The Office of the Inspector General (OIG) at the Department of Homeland Security received a request from seven U.S. Senators to examine the Federal Emergency Management Agency’s (FEMA) contracts awarded to Bronze Star LLC as part of its 2017 hurricane response and recovery efforts in Puerto Rico. OIG conducted an audit to determine whether FEMA followed procurement laws, regulations, and procedures when awarding contracts to Bronze Star and announced its findings May 7.
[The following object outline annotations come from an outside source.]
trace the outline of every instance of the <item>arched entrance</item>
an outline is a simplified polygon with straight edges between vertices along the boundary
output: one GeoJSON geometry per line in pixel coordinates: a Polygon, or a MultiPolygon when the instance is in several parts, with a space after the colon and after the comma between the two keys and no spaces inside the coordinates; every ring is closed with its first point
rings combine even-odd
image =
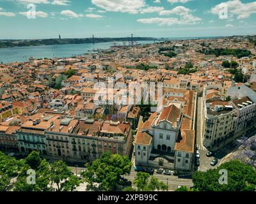
{"type": "Polygon", "coordinates": [[[171,153],[172,148],[170,147],[167,147],[167,152],[169,153],[171,153]]]}
{"type": "Polygon", "coordinates": [[[161,151],[161,145],[157,145],[157,150],[161,151]]]}
{"type": "Polygon", "coordinates": [[[60,150],[60,149],[58,149],[58,154],[59,156],[61,156],[61,151],[60,150]]]}
{"type": "Polygon", "coordinates": [[[163,152],[166,152],[166,145],[162,145],[162,151],[163,152]]]}

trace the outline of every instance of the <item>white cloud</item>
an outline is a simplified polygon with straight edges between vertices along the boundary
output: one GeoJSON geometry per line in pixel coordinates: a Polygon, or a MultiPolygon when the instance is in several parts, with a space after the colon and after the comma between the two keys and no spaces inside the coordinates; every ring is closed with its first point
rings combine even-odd
{"type": "Polygon", "coordinates": [[[95,8],[92,8],[92,7],[90,7],[90,8],[88,8],[86,10],[85,10],[84,11],[86,11],[86,12],[92,12],[93,10],[95,10],[95,8]]]}
{"type": "Polygon", "coordinates": [[[228,16],[236,15],[237,19],[246,18],[252,14],[256,13],[256,1],[243,3],[240,0],[228,1],[212,8],[211,12],[218,15],[223,8],[227,8],[228,16]]]}
{"type": "Polygon", "coordinates": [[[49,4],[50,2],[48,0],[17,0],[20,3],[33,3],[33,4],[49,4]]]}
{"type": "Polygon", "coordinates": [[[160,15],[167,15],[171,14],[175,14],[178,15],[188,15],[192,11],[188,8],[182,6],[176,6],[170,10],[163,10],[159,12],[160,15]]]}
{"type": "Polygon", "coordinates": [[[172,26],[172,25],[191,25],[195,24],[202,19],[188,14],[183,15],[180,18],[149,18],[138,19],[137,21],[147,24],[157,24],[159,26],[172,26]]]}
{"type": "Polygon", "coordinates": [[[71,1],[68,0],[54,0],[52,2],[52,4],[60,5],[60,6],[68,6],[70,3],[71,3],[71,1]]]}
{"type": "Polygon", "coordinates": [[[60,12],[60,14],[67,16],[70,18],[78,18],[81,17],[83,15],[82,14],[77,14],[71,10],[63,10],[60,12]]]}
{"type": "Polygon", "coordinates": [[[86,17],[92,18],[101,18],[103,17],[100,15],[96,15],[96,14],[86,14],[85,15],[86,17]]]}
{"type": "Polygon", "coordinates": [[[187,3],[188,1],[189,1],[191,0],[167,0],[168,2],[172,3],[172,4],[174,4],[175,3],[187,3]]]}
{"type": "Polygon", "coordinates": [[[8,17],[13,17],[16,15],[12,12],[0,12],[0,15],[4,15],[8,17]]]}
{"type": "Polygon", "coordinates": [[[108,11],[118,11],[136,14],[143,8],[144,0],[92,0],[92,3],[108,11]]]}
{"type": "MultiPolygon", "coordinates": [[[[27,16],[28,12],[19,12],[19,13],[20,15],[27,16]]],[[[36,11],[36,17],[41,17],[41,18],[46,18],[48,16],[48,14],[45,12],[38,11],[36,11]]]]}
{"type": "Polygon", "coordinates": [[[161,6],[148,6],[147,8],[143,8],[140,11],[141,13],[159,13],[163,11],[164,8],[161,6]]]}

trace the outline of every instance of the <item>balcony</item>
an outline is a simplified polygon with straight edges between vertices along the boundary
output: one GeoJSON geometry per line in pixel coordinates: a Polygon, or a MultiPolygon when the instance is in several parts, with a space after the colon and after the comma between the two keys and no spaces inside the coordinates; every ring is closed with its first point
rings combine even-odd
{"type": "Polygon", "coordinates": [[[49,140],[49,141],[68,143],[68,140],[60,140],[60,139],[54,139],[54,138],[52,139],[52,138],[48,138],[46,140],[49,140]]]}

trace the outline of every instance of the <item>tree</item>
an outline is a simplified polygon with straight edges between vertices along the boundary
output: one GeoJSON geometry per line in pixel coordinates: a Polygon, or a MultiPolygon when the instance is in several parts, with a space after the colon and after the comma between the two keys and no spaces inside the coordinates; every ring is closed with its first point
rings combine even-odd
{"type": "Polygon", "coordinates": [[[238,160],[222,164],[216,169],[197,171],[193,175],[194,187],[200,191],[255,191],[256,171],[238,160]],[[220,184],[220,170],[227,171],[227,184],[220,184]]]}
{"type": "Polygon", "coordinates": [[[139,191],[167,191],[168,186],[145,172],[138,172],[133,183],[139,191]]]}
{"type": "Polygon", "coordinates": [[[33,151],[25,159],[26,163],[33,170],[37,170],[42,162],[39,152],[33,151]]]}
{"type": "Polygon", "coordinates": [[[186,64],[185,67],[180,68],[178,72],[178,75],[188,75],[191,73],[196,72],[198,70],[197,66],[194,68],[194,65],[191,62],[188,62],[186,64]]]}
{"type": "Polygon", "coordinates": [[[189,189],[188,187],[182,186],[180,187],[175,189],[175,191],[199,191],[198,189],[192,188],[189,189]]]}
{"type": "Polygon", "coordinates": [[[25,159],[26,166],[20,171],[17,182],[14,184],[15,191],[49,191],[52,188],[49,186],[50,183],[50,165],[45,159],[38,159],[37,152],[32,152],[25,159]],[[29,158],[29,159],[28,159],[29,158]],[[27,178],[29,176],[27,171],[31,169],[28,165],[27,160],[34,166],[35,170],[35,184],[29,184],[27,178]],[[40,164],[37,162],[40,161],[40,164]]]}
{"type": "Polygon", "coordinates": [[[50,180],[52,185],[53,184],[56,184],[58,191],[61,191],[65,187],[67,189],[67,186],[70,185],[71,183],[72,183],[72,185],[76,184],[72,175],[71,170],[63,161],[56,161],[51,166],[50,180]],[[66,184],[61,185],[63,182],[69,178],[71,181],[69,183],[68,182],[68,184],[66,183],[66,184]]]}
{"type": "Polygon", "coordinates": [[[10,180],[10,178],[7,175],[0,172],[0,191],[7,191],[10,180]]]}
{"type": "Polygon", "coordinates": [[[80,179],[76,175],[72,175],[61,184],[61,188],[63,191],[75,191],[80,183],[80,179]]]}
{"type": "Polygon", "coordinates": [[[225,61],[222,62],[221,66],[226,68],[230,68],[230,63],[228,61],[225,61]]]}
{"type": "Polygon", "coordinates": [[[244,82],[244,75],[241,70],[234,68],[228,69],[228,71],[234,76],[236,82],[244,82]]]}
{"type": "Polygon", "coordinates": [[[226,101],[231,101],[231,97],[230,96],[228,96],[226,98],[226,101]]]}
{"type": "Polygon", "coordinates": [[[89,189],[115,191],[122,186],[121,175],[129,173],[131,166],[127,157],[105,152],[87,166],[82,175],[89,189]]]}

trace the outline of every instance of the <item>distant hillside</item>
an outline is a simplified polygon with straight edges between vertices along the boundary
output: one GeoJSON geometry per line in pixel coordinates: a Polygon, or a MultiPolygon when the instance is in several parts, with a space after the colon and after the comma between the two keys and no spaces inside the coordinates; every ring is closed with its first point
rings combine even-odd
{"type": "MultiPolygon", "coordinates": [[[[154,38],[133,38],[133,41],[154,40],[154,38]]],[[[112,41],[129,41],[131,38],[66,38],[66,39],[42,39],[42,40],[0,40],[0,48],[8,48],[24,46],[39,46],[51,45],[81,44],[94,43],[106,43],[112,41]]]]}

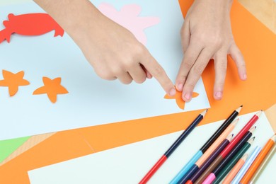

On October 5, 2017, FEMA awarded Bronze Star a $21.2 million contract for 475,000 tarps. Five days later, FEMA awarded another contract to Bronze Star for $9.2 million for 60,000 units of plastic sheeting. Then, on November 6, FEMA canceled both Bronze Star contracts due to non-delivery of the tarps and plastic sheeting. Following the Bronze Star cancellations, FEMA awarded a new $30.8 million contract, on November 9, 2017, to another bidder from the original tarps solicitation — Master Group USA LLC — for 475,000 tarps. However, it did not reissue a plastic sheeting contract because there were no other qualified bidders in response to the original plastic sheeting solicitation. Instead, FEMA issued two additional plastic sheeting solicitations and subsequently awarded two additional plastic sheeting contracts to different contractors.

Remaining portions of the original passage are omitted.